Gli incivili della monnezza sono penosi. Ma Zedda e Truzzu hanno molte colpe

Diciamolo una volta per tutte, e a voce alta: chi butta la spazzatura in strada – come sta succedendo a Cagliari – è un incivile. Un pessimo cittadino. Una brutta persona. Perché sporcare fuori da casa propria non rientra nel novero dei diritti. Ma la politica – intendendo la Giunta di Massimo Zedda prima e quella di Paolo Truzzu adesso – non è esente colpe. Anzi.

Parliamo di rifiuti nel capoluogo sardo perché la situazione sta diventando preoccupante: non c’è quartiere senza cumuli di buste. A bordo strada, sui marciapiedi, nelle aiuole o in qualche giardinetto. Uno spettacolo indegno e sottovalutato, la cui portata si riesce a cogliere solo mettendo insieme, come in un blob, le immagini delle tante piccole emergenze. Da nord a sud della città. Periferie comprese.

L’analisi della situazione fa emergere intanto un primo grande errore, contenuto nell’appalto approvato dalla Giunta Zedda a febbraio 2016, aggiudicato a marzo 2017 e sempre sotto il controllo dell’allora assessora Claudia Medda. La quale ha dimostrato assoluta incapacità organizzativa e nessuna lungimiranza. È infatti successo che sulle 15mila utenze morose di Cagliari – vuol dire almeno 30mila persone – si è ragionato in maniera infantile. Più o meno così: Se tu non paghi, io non ti considero. E in alcuni casi nemmeno ti consegno i mastelli.
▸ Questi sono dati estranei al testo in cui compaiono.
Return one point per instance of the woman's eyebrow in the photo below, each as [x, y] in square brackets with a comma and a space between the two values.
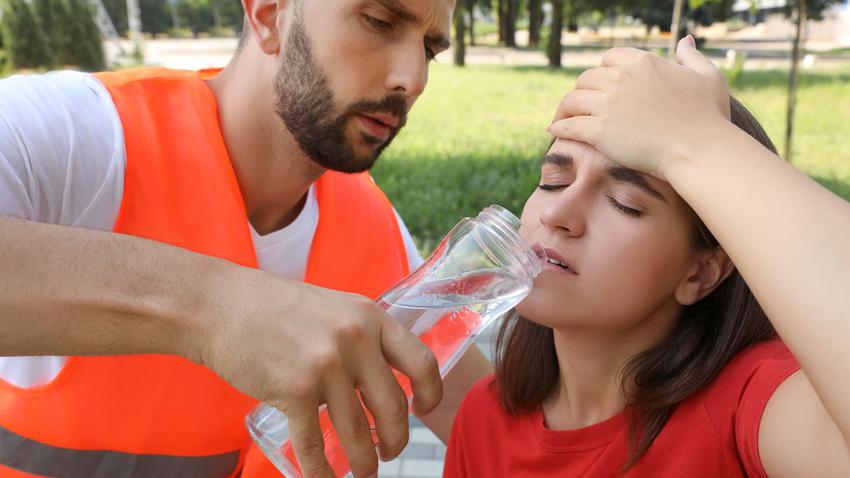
[631, 176]
[557, 159]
Ci rendiamo conto? Quindicimila utenze – sulle 86mila totali – significano quasi un quinto della popolazione. Un 17,4 per cento che continua a produrre rifiuti se anche il Comune non se ne occupa, dimenticando a sua volta che in ballo ci sono la salute pubblica e l’ambiente, non la propensione alla siesta durante la domenica pomeriggio.

I cumuli di spazzatura in strada, infatti, non piovono dal cielo. Non vengono portati dagli alieni in piena notte. Quella monnezza è buttata da chi a casa non ha nemmeno i mastelli perché è un moroso totale. Un’utenza inesistente. Oppure ha ricevuto la bigoncia di plastica, ma non la usa per evitare di essere censito. In alcuni casi parliamo di indigenti, comunque non autorizzati a sporcare la città. Ma nella maggioranza si tratta di furbi. Di incivili a cui non frega niente del senso comune. E verso i quali la politica dichiara la resa.

In un Paese ‘normale’, chi amministra ha il dovere di interrogarsi su un problema di questo tipo. E sa che è chiamato a trovare soluzioni. Altrimenti c’è il piano B (consigliato): si solleva la manina, si convoca una conferenza stampa e serenamente si dice di non essere in grado di dare risposte adeguate all’organizzazione di un sistema complesso come la gestione dei rifiuti. Arrivederci e grazie. Avanti un altro. O un’altra.

A Cagliari l’assessorato della Medda ha fatto lo gnorri. Ha finto che i morosi non rappresentassero un problema, o lo fossero in misura ridotta, perché tanto c’erano i vecchi cassonetti nel centro storico, ultima zona della città dove è partito il porta a porta. Ma una volta che l’ultimo sfogatioio della monnezza è stato chiuso, ecco esploso il caos rifiuti.

È una questione di onestà intellettuale. L’emergenza della spazzatura nel capoluogo sardo poggia sui morosi e su di loro bisogna investire tempo e risorse, diversamente non se ne esce. Un approccio, questo, su cui pure Paolo Truzzu dovrebbe riflettere. L’attuale sindaco, durante la campagna elettorale del 2019, ha ugualmente mancato di correttezza. Ha promesso di modificare l’appalto, ben sapendo che questo è possibile solo pagando di più. Cioè aumentando la già carissima Tari, un servizio che costa 215 milioni di euro (più Iva) in sette anni.

Tuttavia a Truzzu bisogna ricordare che il sindaco è lui. E spetta alla sua maggioranza, cominciando dall’assessore Alessandro Guarracino, trovare una soluzione. Che per diventare realmente efficace non può essere limitata alle multe sporadiche. O ai post su Facebook nei quali si spara a zero contro l’incivile di turno, ‘cassato’ e sanzionato. La politica è cosa nobile. È soluzione. È ri-organizzazione. A meno di non volere una città sporca. Ma se è così, bisogna avere il coraggio di dirlo. Altrimenti c’è il piano B di cui sopra. Alzando la manina.